A woman in her 70s was referred to our tertiary care center for an asymptomatic mass of the gastric fundus. Her medical history was significant for chronic gastritis, which was being treated with esomeprazole 20 mg; a laparoscopic cholecystectomy 18 years prior; and excision of a 26-mm Merkel cell carcinoma of the left knee with negative results of the sentinel lymph node biopsy (stage II) 19 months prior. Results of the patient’s follow-up examinations were negative until a high-resolution computed tomographic scan showed a 45 × 40-mm intraluminal protruding mass with slightly enlarged lymph nodes along the lesser curvature of the gastric fundus (Figure, A).
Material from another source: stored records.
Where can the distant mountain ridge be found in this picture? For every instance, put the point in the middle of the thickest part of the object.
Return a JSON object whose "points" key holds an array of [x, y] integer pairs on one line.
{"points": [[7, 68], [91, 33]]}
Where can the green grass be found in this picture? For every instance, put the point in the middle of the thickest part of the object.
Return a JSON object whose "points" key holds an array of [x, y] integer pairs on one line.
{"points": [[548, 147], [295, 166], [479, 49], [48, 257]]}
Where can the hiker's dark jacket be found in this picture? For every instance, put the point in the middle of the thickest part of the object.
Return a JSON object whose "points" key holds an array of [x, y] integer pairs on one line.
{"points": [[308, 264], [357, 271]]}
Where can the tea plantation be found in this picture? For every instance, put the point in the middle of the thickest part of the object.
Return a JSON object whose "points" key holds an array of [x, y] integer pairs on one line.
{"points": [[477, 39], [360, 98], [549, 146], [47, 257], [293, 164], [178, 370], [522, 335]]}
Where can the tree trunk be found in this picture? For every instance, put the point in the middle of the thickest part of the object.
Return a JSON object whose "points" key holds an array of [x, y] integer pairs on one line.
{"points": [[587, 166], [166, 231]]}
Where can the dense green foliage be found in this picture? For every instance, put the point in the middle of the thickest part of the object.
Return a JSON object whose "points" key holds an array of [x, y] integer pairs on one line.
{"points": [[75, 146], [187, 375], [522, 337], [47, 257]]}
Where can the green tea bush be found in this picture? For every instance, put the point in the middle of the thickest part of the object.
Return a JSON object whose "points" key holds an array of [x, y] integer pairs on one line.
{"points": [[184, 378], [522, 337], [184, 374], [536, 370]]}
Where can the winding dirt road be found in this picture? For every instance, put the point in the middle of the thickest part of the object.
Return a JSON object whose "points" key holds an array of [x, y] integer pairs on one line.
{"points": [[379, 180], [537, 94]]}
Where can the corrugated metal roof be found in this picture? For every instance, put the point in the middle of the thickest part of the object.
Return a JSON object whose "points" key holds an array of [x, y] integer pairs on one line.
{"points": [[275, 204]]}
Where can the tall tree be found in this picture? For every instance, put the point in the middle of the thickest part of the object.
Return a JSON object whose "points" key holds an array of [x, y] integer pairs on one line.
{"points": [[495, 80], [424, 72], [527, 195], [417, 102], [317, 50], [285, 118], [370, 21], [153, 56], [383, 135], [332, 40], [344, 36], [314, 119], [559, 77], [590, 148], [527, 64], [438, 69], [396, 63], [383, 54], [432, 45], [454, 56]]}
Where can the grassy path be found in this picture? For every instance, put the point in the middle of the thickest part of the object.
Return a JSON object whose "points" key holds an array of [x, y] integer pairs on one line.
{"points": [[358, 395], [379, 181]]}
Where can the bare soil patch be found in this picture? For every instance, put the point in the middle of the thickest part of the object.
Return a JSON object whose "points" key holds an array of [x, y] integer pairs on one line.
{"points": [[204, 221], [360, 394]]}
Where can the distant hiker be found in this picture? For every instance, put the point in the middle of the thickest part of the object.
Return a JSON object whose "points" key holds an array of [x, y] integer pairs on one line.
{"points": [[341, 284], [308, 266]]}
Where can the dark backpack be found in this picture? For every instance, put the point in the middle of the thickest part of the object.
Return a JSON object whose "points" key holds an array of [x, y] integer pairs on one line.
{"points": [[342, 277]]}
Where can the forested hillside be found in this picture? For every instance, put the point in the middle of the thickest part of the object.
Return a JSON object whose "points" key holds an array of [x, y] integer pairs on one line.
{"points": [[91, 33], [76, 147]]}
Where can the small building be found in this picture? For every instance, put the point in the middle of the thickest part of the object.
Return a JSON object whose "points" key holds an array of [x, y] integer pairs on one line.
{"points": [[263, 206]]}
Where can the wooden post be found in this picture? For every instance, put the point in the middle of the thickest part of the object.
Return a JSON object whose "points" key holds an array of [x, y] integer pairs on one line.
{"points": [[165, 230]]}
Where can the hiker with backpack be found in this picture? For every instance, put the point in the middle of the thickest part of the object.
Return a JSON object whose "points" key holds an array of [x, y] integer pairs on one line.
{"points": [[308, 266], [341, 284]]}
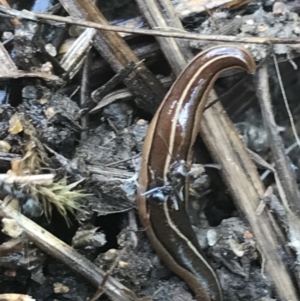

Results of fluorine 18–labeled fluorodeoxyglucose and gallium citrate Ga 68–labeled 1,4,7,10-tetraazacyclododecane-N,N',N'',N'''-tetraacetic (DOTA)-D-Phe1-Try3-octreotide (DOTATOC) positron emission tomography confirmed the presence of a metabolically active mass in the gastric fundus (maximum standardized uptake value, 6) with intense 68Ga–DOTATOC uptake (maximum standardized uptake value, 24) as well as mild 68Ga–DOTATOC uptake in 2 lymph nodes of the lesser curvature.